The road bent around a stand of black pines. The sweetness in the air receded slightly. It wasn't gone, but at this distance, it was thinner. The more it retreated the tightness between Yuyan's shoulder blades loosened enough that she could think in layers again. She considered the map she had memorized last night, added a handful of new scratches and a dead bell, and drew a line to Daiyu.
"The pass," she said. "We take it now."
The captain hesitated. "Refugees will take it too. If the Daiyu patrols see a column with supply and guards—"
"Then they will do the math," Yuyan interjected. "Which is why we will make the numbers all that much harder. The refugees will provide us with a better cover than simply moving on our own."
She ordered the wagons to be left where they were. Everyone, even the maids, needed to start bundling the supplies so that they could be carried on their backs. She took one of the pack mules, and, wrinkling her nose, she ordered someone to saddle it like any traveling widow's.

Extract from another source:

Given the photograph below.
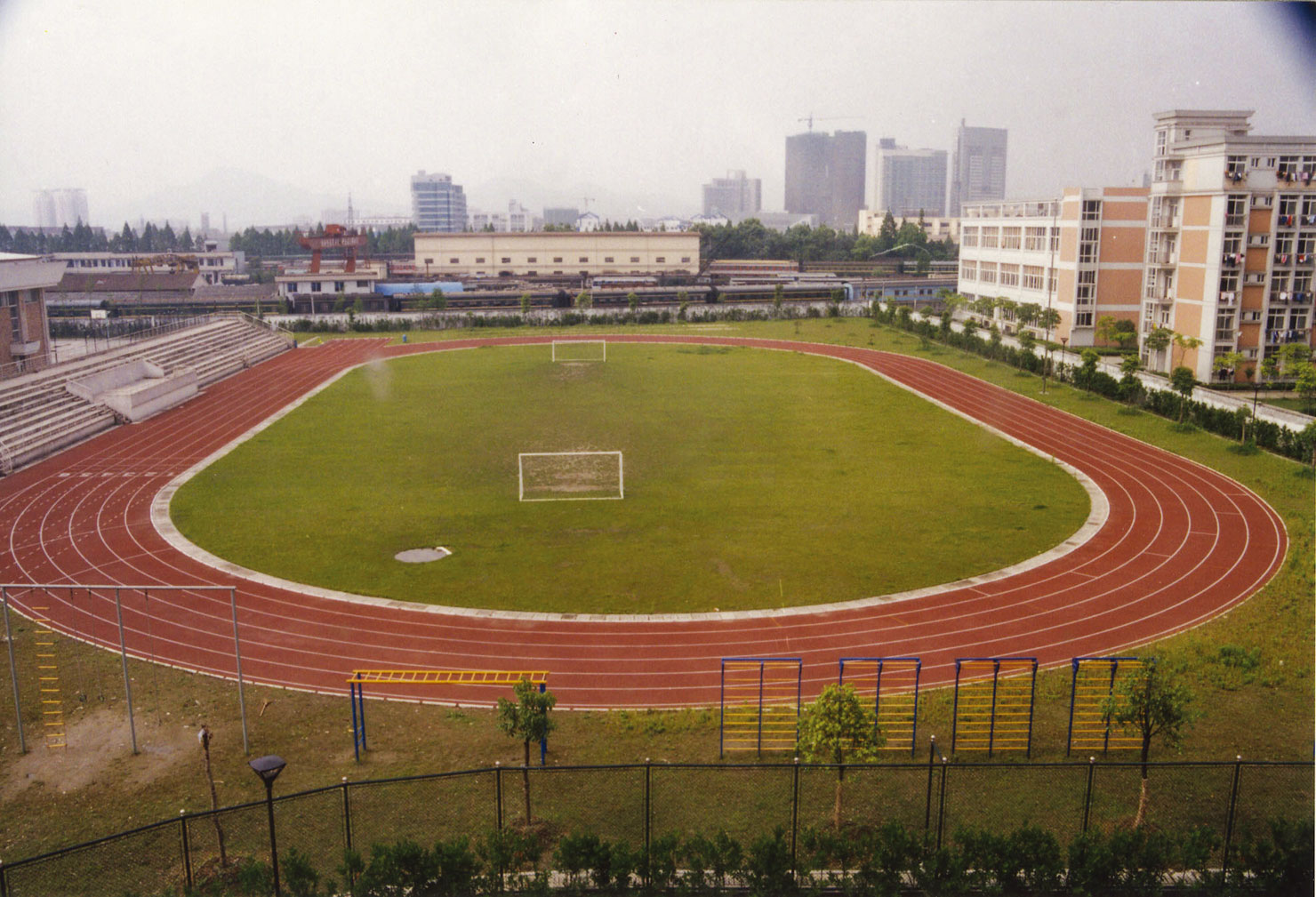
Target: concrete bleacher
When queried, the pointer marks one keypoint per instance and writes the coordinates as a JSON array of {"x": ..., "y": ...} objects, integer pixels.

"You think Daiyu will swallow such a small deception?" the scribe asked, more curious than defiant. "We don't look like the others."
"I don't," Yuyan replied as she got up on the mule. "I think they will recognize that we are capable of and simply let us pass through."
The guards looked at each other, but didn't bother to respond.
The borders between Baiguang and Daiyu weren't the easiest to pass, but now with the war? It would take more than getting off the horses to get through.